Despite smooth sailing handling Duke Point ferry traffic through its Departure Bay terminal, B.C. Ferries has no plans to close the Nanaimo to Tsawwassen operation.
The terminal has been out of commission since Dec. 20 after the Coastal Inspiration crashed while docking, damaging the ferry’s bow doors and the terminal’s lower vehicle ramp.
Repair work is underway and plans are for a mid-April reopening.
Mark Stefanson, B.C. Ferries spokesman, said debate over closing Duke Point has surfaced before, but the terminal remains an integral part of its operation, particularly for the commercial vehicle service.
“Our staff in Nanaimo has done an outstanding job of being able to accommodate both routes operating out of Departure Bay for this period of time,” he said. “It’s a blessing this is happening in the winter time and the low point of our season. Once we start moving into the busy summer season, it’s our view there is no way both routes could operate out of Departure Bay without some major challenges.”
The ferry corporation reported a $23.1 million deficit in its third quarter of 2011-12, and Stefanson admits there will be cost-efficiency issues on the table over the next couple of years.

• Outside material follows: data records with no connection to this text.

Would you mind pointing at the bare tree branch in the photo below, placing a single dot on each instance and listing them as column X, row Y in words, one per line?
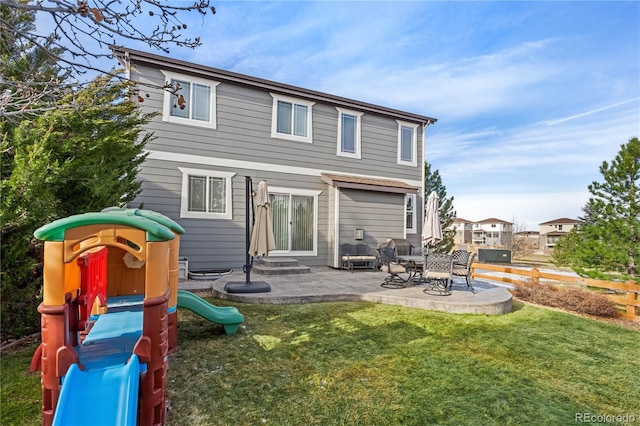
column 82, row 35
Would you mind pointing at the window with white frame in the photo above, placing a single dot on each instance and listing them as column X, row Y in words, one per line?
column 294, row 215
column 205, row 194
column 407, row 143
column 193, row 103
column 291, row 119
column 349, row 140
column 410, row 213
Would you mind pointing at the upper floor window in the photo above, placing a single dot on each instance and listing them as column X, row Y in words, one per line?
column 407, row 143
column 291, row 119
column 349, row 133
column 193, row 103
column 410, row 213
column 205, row 194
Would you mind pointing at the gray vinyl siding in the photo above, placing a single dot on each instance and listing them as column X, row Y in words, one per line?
column 220, row 243
column 243, row 133
column 380, row 214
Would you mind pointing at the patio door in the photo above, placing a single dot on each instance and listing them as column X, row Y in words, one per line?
column 293, row 222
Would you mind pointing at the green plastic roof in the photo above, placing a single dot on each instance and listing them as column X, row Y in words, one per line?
column 149, row 214
column 55, row 230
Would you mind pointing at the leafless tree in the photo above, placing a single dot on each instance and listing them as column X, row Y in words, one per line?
column 521, row 243
column 82, row 35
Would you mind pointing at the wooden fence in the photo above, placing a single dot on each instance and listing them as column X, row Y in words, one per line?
column 629, row 301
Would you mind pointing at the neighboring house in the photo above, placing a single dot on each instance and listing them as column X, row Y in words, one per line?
column 529, row 239
column 552, row 230
column 492, row 232
column 463, row 228
column 332, row 164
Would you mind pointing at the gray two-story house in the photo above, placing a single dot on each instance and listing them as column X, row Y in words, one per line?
column 332, row 165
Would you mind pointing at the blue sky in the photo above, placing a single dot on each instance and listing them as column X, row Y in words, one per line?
column 530, row 97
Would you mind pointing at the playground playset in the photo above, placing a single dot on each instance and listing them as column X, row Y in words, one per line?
column 109, row 317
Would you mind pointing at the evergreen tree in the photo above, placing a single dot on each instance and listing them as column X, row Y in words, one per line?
column 608, row 240
column 64, row 162
column 433, row 182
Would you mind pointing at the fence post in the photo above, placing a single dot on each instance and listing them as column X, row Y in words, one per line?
column 535, row 276
column 632, row 297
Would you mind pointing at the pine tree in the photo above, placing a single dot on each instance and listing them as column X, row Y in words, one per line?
column 433, row 182
column 609, row 237
column 64, row 162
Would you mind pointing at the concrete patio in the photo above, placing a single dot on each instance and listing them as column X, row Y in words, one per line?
column 324, row 284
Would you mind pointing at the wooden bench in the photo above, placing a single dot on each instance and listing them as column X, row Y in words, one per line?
column 357, row 256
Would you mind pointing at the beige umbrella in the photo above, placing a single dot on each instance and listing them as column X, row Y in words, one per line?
column 262, row 239
column 432, row 230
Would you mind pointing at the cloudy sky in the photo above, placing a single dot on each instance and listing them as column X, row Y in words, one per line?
column 530, row 97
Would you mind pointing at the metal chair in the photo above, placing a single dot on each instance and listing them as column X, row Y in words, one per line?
column 464, row 270
column 347, row 252
column 438, row 271
column 390, row 264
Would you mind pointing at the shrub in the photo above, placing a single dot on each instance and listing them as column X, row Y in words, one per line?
column 572, row 299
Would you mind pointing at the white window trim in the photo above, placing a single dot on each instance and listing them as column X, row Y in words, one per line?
column 169, row 101
column 274, row 119
column 414, row 224
column 358, row 141
column 308, row 193
column 184, row 194
column 414, row 143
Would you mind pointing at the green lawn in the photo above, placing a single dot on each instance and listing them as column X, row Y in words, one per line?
column 373, row 364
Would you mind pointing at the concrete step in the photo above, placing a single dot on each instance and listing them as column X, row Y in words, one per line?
column 263, row 269
column 276, row 262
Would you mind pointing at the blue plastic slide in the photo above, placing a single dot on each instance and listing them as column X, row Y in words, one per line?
column 104, row 396
column 228, row 316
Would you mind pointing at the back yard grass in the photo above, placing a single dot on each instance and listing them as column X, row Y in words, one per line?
column 374, row 364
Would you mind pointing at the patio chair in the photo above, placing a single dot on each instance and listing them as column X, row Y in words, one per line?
column 366, row 257
column 460, row 257
column 464, row 270
column 438, row 271
column 347, row 252
column 390, row 264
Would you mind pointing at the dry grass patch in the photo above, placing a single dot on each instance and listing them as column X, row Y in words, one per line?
column 572, row 299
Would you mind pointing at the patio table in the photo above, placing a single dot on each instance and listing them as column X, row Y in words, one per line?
column 415, row 266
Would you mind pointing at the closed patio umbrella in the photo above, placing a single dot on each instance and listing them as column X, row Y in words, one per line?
column 262, row 239
column 432, row 229
column 259, row 242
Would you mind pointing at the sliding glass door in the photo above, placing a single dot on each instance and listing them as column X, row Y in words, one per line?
column 293, row 222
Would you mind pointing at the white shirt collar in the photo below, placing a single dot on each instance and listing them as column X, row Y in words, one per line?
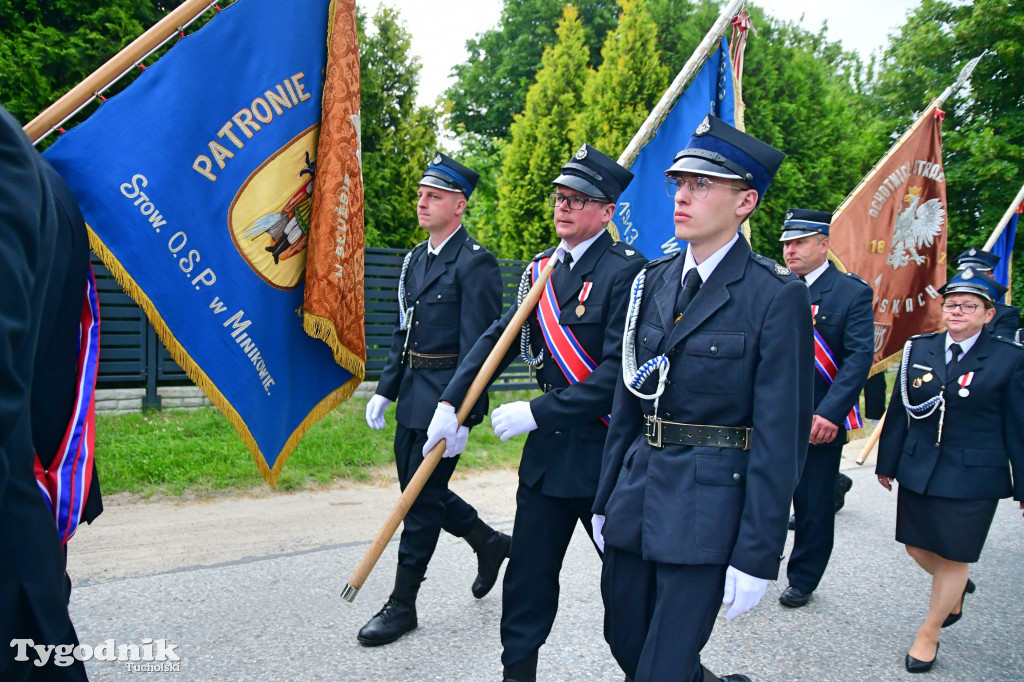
column 811, row 276
column 578, row 251
column 707, row 267
column 433, row 251
column 966, row 344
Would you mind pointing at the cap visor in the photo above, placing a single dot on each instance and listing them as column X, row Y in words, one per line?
column 701, row 167
column 580, row 184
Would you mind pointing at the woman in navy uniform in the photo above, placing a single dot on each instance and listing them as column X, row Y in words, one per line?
column 953, row 431
column 707, row 441
column 450, row 292
column 562, row 455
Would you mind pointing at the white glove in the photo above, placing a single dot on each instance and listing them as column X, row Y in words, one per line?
column 375, row 412
column 598, row 524
column 742, row 591
column 444, row 425
column 512, row 419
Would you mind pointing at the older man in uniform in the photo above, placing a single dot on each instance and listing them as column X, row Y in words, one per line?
column 709, row 434
column 33, row 598
column 449, row 293
column 573, row 340
column 1008, row 317
column 844, row 346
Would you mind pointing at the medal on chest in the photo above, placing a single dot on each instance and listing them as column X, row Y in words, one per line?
column 584, row 295
column 964, row 382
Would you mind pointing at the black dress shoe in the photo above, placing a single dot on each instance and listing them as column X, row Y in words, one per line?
column 953, row 617
column 843, row 485
column 914, row 666
column 794, row 597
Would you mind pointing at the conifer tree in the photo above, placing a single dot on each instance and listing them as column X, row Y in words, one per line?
column 541, row 143
column 622, row 92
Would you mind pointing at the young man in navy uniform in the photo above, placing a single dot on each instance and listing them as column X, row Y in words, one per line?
column 708, row 438
column 844, row 346
column 449, row 293
column 33, row 597
column 1008, row 317
column 574, row 332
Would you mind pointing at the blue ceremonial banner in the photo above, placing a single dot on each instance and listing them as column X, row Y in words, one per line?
column 197, row 185
column 643, row 216
column 1004, row 248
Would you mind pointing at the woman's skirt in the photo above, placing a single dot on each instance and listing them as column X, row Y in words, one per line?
column 955, row 529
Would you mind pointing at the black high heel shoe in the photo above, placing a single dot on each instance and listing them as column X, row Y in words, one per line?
column 914, row 666
column 953, row 617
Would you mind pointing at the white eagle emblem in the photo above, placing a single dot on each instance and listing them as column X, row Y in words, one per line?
column 915, row 227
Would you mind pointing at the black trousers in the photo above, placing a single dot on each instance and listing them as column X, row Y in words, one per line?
column 544, row 526
column 814, row 507
column 657, row 616
column 435, row 508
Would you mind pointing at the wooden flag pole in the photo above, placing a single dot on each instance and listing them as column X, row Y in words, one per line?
column 871, row 440
column 938, row 101
column 433, row 457
column 685, row 75
column 79, row 96
column 1005, row 220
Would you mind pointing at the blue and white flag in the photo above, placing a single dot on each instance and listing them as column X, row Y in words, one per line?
column 196, row 182
column 643, row 216
column 1004, row 248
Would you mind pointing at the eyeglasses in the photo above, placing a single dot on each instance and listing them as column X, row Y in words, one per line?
column 968, row 308
column 574, row 203
column 699, row 186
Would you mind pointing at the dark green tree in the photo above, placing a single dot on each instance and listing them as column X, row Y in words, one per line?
column 398, row 137
column 540, row 143
column 622, row 92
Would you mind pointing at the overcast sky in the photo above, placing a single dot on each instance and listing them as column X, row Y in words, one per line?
column 440, row 28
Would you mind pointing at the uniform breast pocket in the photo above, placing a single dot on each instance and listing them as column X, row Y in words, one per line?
column 442, row 307
column 828, row 318
column 717, row 354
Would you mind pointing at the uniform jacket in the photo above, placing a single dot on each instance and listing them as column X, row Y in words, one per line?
column 982, row 433
column 31, row 557
column 846, row 322
column 454, row 303
column 563, row 454
column 741, row 355
column 1006, row 322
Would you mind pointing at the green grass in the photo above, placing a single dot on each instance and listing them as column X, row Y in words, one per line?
column 200, row 454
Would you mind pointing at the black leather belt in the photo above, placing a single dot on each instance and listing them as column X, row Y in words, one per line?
column 431, row 360
column 659, row 433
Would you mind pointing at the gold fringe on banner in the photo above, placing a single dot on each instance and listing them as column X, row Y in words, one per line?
column 200, row 378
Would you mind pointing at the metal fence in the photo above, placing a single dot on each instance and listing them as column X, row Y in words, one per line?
column 132, row 356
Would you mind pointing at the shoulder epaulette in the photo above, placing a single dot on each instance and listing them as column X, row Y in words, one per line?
column 780, row 271
column 625, row 251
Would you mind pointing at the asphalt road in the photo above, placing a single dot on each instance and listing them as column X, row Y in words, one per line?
column 281, row 617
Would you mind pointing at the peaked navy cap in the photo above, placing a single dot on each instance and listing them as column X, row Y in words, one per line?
column 595, row 174
column 446, row 173
column 801, row 222
column 718, row 150
column 981, row 260
column 970, row 281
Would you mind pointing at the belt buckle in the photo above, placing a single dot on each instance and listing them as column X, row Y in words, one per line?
column 653, row 431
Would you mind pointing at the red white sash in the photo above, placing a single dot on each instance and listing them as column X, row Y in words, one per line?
column 562, row 344
column 66, row 484
column 827, row 367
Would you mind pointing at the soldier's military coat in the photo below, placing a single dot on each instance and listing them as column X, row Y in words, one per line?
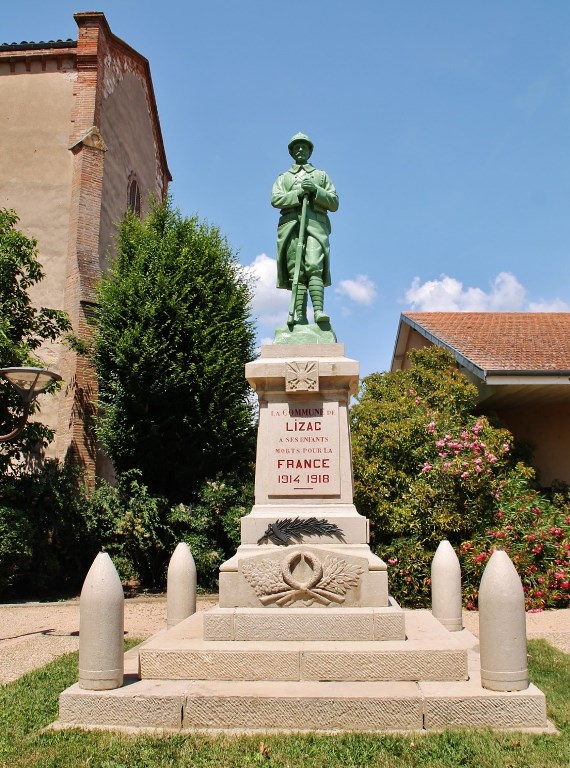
column 285, row 195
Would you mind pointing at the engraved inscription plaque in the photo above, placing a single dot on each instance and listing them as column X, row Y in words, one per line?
column 304, row 449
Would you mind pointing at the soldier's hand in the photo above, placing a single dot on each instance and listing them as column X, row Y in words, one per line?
column 309, row 186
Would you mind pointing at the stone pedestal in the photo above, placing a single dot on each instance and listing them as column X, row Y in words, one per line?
column 305, row 636
column 303, row 544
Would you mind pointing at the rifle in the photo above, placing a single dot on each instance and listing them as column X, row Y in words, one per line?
column 298, row 257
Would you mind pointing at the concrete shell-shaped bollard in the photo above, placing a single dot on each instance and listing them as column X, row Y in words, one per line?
column 101, row 627
column 181, row 586
column 446, row 587
column 502, row 626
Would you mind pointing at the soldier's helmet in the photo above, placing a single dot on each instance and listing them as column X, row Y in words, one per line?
column 300, row 137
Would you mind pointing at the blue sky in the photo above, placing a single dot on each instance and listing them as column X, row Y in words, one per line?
column 444, row 125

“In view of B.C. Ferries’s financial situation, I think having a discussion about it in the public domain is a good thing,” he said. “But we certainly need to look at realistic options. We don’t want to be returning to the major traffic congestion issues at Departure Bay we had every weekend in past summers.”
Louise Yako, president of the B.C. Trucking Association, said she hasn’t heard many complaints regarding the closure of Duke Point.
“It’s not because Duke Point isn’t important to the trucking industry, it’s because people realize it’s a situation that is totally uncontrollable and they have to make adjustments,” she said. “Complaining about it is not going to accomplish anything.”
If the situation were to continue, including a closure of Duke Point, Yako said the trucking industry would continue to adjust.
“The impetus of developing Duke Point was because of concerns in Nanaimo about the backup of traffic,” she said. “It’s not so much about us in this particular situation, as is what’s good for Nanaimo.”
As for closing Duke Point over the winter season, Stefanson said theoretically anything could be looked at.
“It’s not something we’ve studied at this point,” he said. “This is a good test case that we are able to operate in a short-term way without the use of Duke Point, but it is in the slowest period of the year. There is no question as we get closer to summer the pressure is going to grow from the commercial and passenger vehicles.”